Curtis Chamber Orchestra brings youthful verve and finesse to cornerstones

Mon May 18, 2026 at 3:58 pm
The Curtis Chamber Orchessra performed Sunday at 92Y. Photo: Fadi Kheir

The Curtis Chamber Orchestra performed a trio of repertoire staples to perfection Sunday afternoon at the 92nd Street Y. 

The catch was that they did it without a conductor. Such ensembles exist, but it is quite an accomplishment for young musicians. Then again, they are students at the Curtis Institute of Music in Philadelphia.

There is something special about precocious young musicians performing works by composers their age who were cut from roughly the same cloth. It’s that wonderful frisson created when youth meets youth, and such was the case with the Curtis Chamber Orchestra performing works by Barber and Mozart in the first half of the program.

Barber was only 26 and a student at Curtis when he composed his String Quartet in B minor, Op. 11. Its second movement impressed Toscanini, who urged the young composer to arrange it for string orchestra. The great Italian maestro then led the premiere of the newly dubbed Adagio for Stringswith the NBC Symphony Orchestra. 

The Curtis string players delivered a perfectly paced performance of the Adagio,achieved through their bowing, breathing, and playing as one. Its poignant melody was enriched by greater emotional depth than a mere increase in volume, while the piercing climax was similarly and ideally in tune. The tension intensified until it evaporated into a spontaneous, abrupt void created by silence alone. A final reprise of the exquisite melody cast an air of serenity that the audience was reluctant to disturb with applause. 

Mozart was 23 when his imaginative streak was sparked by the new instrumental forms and styles he had encountered on a tour to Mannheim and Paris. The result was one of his most popular and enduring works, the Sinfonia Concertante in E-flat major, K. 364, composed for violin, viola, and orchestra.

Violinist Erin Keefe and violist Roberto Diaz were the soloists in the Mozart. Diaz is internationally renowned as a performer, including serving as the Philadelphia Orchestra’s principal violist for 10 years, from 1996 to 2006. Since then, he has been the president and CEO of Curtis. Keefe, a Curtis alum, is the concertmaster of the Minnesota Symphony and performs as a recitalist and in chamber music ensembles. She joined the Curtis faculty in 2022.

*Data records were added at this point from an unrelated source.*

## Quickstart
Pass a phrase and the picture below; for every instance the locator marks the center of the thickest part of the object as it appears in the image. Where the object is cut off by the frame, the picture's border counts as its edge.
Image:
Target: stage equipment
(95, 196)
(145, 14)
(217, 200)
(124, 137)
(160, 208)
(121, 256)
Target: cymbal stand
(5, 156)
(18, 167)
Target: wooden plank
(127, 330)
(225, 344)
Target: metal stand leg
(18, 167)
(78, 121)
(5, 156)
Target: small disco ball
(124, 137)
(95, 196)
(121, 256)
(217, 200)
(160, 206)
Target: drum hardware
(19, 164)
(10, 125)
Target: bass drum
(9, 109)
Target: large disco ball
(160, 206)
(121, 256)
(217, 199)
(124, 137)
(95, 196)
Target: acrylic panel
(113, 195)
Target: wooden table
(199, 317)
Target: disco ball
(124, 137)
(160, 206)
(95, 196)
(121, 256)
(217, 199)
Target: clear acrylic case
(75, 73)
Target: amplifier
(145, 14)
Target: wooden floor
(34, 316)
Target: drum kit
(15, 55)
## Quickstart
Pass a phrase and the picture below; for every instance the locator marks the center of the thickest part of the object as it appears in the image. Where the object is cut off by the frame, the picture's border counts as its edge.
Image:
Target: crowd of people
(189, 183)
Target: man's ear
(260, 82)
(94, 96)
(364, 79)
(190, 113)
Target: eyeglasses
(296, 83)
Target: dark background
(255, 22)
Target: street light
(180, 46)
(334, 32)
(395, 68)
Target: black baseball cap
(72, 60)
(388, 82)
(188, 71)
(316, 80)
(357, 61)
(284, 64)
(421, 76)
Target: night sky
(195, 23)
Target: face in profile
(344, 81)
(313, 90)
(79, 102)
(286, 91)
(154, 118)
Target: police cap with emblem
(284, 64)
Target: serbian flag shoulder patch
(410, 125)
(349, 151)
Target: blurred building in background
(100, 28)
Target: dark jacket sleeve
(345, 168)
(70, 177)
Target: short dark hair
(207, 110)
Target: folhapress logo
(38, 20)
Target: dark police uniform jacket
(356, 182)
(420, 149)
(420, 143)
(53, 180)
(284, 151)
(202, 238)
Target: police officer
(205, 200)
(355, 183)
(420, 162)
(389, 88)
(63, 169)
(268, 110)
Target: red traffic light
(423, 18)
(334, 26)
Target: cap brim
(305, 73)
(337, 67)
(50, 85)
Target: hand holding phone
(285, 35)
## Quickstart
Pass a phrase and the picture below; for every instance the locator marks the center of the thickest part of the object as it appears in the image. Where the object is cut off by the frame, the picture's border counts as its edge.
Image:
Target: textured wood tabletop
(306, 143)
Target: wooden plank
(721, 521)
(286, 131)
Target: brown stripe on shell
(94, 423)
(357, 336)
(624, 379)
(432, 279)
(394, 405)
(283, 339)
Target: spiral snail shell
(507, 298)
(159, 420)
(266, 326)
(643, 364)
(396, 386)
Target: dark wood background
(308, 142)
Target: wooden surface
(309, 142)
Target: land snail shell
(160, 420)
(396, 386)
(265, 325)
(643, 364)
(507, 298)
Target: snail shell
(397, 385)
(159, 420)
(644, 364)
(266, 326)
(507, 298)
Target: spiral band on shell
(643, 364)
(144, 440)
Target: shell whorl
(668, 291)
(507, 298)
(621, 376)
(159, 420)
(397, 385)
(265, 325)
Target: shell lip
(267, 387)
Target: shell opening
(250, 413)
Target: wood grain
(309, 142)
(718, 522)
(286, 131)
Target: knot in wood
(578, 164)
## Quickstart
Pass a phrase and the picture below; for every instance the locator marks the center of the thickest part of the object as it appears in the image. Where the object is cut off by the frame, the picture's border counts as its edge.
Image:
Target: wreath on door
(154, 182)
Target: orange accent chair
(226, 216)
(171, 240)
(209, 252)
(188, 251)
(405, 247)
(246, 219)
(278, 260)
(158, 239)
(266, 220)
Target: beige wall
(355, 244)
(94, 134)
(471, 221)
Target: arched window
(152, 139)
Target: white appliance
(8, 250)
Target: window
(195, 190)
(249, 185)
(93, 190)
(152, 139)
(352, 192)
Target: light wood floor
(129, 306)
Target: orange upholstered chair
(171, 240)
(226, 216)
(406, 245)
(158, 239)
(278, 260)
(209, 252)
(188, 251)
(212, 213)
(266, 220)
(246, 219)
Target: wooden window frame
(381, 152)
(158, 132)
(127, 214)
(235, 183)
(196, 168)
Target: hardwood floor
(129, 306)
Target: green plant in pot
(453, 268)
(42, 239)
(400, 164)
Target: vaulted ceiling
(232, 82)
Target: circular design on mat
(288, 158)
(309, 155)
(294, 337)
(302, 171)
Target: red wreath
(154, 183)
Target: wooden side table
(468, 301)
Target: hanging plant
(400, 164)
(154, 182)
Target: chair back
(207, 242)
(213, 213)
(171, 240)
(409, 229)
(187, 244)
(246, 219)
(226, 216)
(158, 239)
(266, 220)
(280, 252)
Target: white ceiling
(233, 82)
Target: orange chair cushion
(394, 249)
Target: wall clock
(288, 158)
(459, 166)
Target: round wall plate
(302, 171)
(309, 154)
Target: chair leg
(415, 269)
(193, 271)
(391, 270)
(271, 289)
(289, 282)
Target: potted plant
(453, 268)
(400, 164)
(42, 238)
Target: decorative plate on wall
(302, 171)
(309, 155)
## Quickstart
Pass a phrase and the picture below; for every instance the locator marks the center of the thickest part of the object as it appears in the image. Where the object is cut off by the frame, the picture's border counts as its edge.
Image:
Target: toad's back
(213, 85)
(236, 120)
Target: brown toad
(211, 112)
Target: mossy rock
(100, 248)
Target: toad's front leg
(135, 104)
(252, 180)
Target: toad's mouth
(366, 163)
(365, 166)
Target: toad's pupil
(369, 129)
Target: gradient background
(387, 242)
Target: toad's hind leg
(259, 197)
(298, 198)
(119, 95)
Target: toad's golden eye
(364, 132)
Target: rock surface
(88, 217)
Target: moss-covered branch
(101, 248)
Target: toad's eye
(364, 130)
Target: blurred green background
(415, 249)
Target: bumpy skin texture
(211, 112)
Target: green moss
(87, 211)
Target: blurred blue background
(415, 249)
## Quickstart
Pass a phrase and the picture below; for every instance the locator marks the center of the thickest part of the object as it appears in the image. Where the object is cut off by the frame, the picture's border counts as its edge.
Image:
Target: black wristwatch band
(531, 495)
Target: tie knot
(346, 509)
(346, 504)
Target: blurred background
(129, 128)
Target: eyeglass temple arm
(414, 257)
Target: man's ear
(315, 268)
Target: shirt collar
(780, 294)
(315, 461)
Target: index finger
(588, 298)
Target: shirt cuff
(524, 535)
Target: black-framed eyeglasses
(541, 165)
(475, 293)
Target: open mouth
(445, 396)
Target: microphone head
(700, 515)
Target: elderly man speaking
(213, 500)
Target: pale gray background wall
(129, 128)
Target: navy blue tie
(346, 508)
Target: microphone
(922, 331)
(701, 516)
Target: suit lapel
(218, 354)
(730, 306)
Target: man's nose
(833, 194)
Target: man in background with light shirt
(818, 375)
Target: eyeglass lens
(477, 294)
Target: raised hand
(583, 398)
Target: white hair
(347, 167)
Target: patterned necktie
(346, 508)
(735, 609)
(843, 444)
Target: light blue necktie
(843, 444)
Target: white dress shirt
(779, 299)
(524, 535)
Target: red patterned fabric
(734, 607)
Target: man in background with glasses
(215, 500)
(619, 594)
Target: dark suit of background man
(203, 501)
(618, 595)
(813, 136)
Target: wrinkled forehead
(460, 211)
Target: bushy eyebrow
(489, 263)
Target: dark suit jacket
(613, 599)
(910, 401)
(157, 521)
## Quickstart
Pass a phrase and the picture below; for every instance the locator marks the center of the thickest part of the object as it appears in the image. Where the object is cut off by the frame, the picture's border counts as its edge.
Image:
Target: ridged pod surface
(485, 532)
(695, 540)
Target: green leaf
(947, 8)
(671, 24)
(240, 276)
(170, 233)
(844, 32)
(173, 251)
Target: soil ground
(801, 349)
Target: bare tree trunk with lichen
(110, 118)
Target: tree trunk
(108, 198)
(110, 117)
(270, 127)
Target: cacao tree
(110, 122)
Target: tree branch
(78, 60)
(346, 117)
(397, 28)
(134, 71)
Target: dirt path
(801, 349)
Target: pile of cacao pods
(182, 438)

Erin Keefe and Roberto Diaz were soloists in Mozart’s Sinfonia Concertante with the Curtis Chamber Orchestra. Photo: Fadi Kheir

In the Allegro Maestoso, the orchestra displayed the full richness of its string sound, enhanced with smooth, especially sonorous playing from the horns and oboe. Keefe and Diaz were a study in contrasts as they engaged in their intimate dialogue. She, being a far more expansive player, with a fascinating, rich, singing tone, while he was a model of courtly restraint with a corresponding eloquence to his stage persona and sound. They nonetheless combined to create a single musical voice, which was at its most expressive in the virtuosic cadenza that ends the movement.

The Andante found the Curtis musicians at their most tender and lyrical. Keefe and Diaz enhanced its plaintive melody with eloquent phrasing and sensitive dynamic shadings. Smiles appeared on many of the players’ faces as they joyously romped through the concluding Presto. The lightness and brilliance of their playing were the launchpad for the dual soloists to toss off Mozart’s arpeggios, triplets, and dazzling, rapid scales with elan and virtuosity. 

The program took a 180-degree turn with Beethoven’s String Quartet No.16 in F Major, Op. 135, his final finished work, and a sharp contrast to the preceding youthful bursts of creativity from Barber and Mozart. 

As with the Barber, the Beethoven was not performed in its original string quartet form, but arranged for string orchestra by James Ross, another Curtis alum who has returned to the school as director of orchestral studies. 

Beethoven conceived his Op. 135 in an intimate, classical style, as opposed to the colossal scale of his other late string quartets. Ross’s reimagining of it for string orchestra succeeds for much the same reasons that Barber’s own arrangement of the Adagio of his Op. 11. It retains the grace and wit of the work, while amplifying its emotional weight with increased tonal richness and depth. 

In the first movement, the players tossed its short motives about with teasing playfulness. The Allegretto’s exciting syncopations were played with impressive speed, precision, and dynamic breadth. In the third movement, the opening chord unfolded with an exquisite air of serenity. The solo violin melody, which is so similar to the one that opens the Benedictus in the Missa Solemnis, was simply stunning in its beauty, purity, and emotional depth.

The musical debate of the final movement gained gravity and earnestness with the addition of the contrabass to the heavy, deliberate motif played by the violas and cellos, which the violins answered with exuberant, high-pitched cries. The angst was soon banished with the sparkle and pizzazz of the strings’ brilliant pizzicato playing. Its final chord resonated not only with the sound of 17 instruments, but also pure joy.

The encore was the final movement of Beethoven’s String Quartet in C major, Op. 59, no. 3, again arranged for string orchestra. The Curtis players blazed through the fugal tour de force, treating the audience to one last chance to savor their superb musicianship.